Photo by Chris Meyer
“He combines high expectations with gentle persistence that enables students to develop into mature scholars. Like all great mentors, he achieves this through a clever sleight-of-hand that allows the student to believe the accomplishments were largely self-derived.”
— Richard Ward, dean of students and former chair of anthropology, IUPUI
A faculty member of the IU Bloomington Department of Anthropology for more than three decades, Jamison has influenced thousands of lives as a professor, a research scientist and as a member of more than 50 doctoral committees. He has served as an undergraduate adviser and has been the department’s director of graduate studies since 1993; he currently advises 125 graduate students.
One key to Jamison’s effectiveness as a mentor stems from his own expertise in research and teaching. An exacting researcher whose published topics include the Eskimos of northwestern Alaska and monozygotic twins, he has helped generations of students overcome their fear of statistics, and has demonstrated how to devise studies that are effective and ethical.

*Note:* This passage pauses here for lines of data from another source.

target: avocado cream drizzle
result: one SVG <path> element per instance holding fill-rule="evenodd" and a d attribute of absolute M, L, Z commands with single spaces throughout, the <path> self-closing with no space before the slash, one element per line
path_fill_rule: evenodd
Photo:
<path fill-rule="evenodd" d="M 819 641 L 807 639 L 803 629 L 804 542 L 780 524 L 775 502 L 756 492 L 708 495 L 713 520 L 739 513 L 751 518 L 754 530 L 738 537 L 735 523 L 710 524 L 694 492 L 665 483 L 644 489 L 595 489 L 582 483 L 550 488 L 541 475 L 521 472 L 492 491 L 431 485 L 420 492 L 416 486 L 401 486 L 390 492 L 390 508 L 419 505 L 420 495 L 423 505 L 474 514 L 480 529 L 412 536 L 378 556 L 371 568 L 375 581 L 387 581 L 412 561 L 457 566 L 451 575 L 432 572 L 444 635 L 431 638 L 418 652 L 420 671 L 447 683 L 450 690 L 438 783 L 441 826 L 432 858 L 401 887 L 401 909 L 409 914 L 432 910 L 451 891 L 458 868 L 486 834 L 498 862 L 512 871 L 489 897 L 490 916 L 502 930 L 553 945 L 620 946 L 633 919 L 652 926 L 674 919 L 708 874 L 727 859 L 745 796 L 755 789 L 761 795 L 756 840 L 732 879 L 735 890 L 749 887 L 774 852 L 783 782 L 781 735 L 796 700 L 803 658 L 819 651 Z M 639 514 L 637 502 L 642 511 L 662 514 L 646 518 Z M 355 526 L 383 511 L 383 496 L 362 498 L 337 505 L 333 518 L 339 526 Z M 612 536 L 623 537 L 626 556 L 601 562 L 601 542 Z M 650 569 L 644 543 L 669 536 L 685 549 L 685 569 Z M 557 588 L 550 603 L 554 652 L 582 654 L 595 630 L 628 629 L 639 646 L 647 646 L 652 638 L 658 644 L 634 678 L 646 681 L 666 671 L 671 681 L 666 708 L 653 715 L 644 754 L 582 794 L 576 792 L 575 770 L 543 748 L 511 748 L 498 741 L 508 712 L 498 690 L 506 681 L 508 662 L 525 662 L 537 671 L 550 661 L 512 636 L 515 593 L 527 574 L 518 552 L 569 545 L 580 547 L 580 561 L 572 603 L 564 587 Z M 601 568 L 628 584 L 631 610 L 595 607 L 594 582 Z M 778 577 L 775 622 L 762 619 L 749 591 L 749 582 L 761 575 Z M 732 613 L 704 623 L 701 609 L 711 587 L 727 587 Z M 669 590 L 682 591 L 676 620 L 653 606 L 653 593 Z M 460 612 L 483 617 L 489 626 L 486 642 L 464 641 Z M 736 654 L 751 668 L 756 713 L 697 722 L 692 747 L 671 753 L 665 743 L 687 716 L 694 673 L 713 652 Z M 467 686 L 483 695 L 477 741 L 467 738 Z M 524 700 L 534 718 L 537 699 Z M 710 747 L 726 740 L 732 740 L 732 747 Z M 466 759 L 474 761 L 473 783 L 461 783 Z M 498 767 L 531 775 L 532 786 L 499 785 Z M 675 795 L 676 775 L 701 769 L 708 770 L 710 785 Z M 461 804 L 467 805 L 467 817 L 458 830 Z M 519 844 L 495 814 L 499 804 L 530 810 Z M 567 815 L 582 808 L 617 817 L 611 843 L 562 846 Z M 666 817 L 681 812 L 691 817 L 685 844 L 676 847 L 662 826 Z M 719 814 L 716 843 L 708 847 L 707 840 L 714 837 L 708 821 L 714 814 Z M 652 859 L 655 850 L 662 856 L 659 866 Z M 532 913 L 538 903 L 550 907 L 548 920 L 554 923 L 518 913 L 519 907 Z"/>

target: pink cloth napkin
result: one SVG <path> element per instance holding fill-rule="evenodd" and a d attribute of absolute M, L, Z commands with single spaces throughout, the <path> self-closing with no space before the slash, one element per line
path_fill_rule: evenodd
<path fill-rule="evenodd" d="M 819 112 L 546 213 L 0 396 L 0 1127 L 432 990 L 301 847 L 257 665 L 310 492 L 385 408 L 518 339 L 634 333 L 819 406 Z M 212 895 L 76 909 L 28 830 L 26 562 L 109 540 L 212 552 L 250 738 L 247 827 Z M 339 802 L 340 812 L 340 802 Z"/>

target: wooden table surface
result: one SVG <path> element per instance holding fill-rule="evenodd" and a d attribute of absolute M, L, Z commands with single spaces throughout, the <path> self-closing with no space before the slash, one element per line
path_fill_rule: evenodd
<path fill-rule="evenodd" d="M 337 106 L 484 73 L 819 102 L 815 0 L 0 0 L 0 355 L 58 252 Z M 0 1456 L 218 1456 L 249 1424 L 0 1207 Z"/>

Teaching still thrills him. Following his motto “involve me, and I’ll learn,” his classes buzz with engaging activities. In recognition of his teaching mastery, Jamison received an Instructional Development Fellowship from the IU Bloomington Dean of Faculties, won a Teaching Excellence Recognition Award and has been elected to the university-wide Faculty Colloquium on Excellence in Teaching.
Former student Eric Worch, now education department chair at the University of Michigan—Flint, recalled the advice Jamison gave him when he was unsure of his career path.
“I have had many outstanding professors at IU, but without the assistance of Professor Jamison, I would not be where I am today,” said Worch.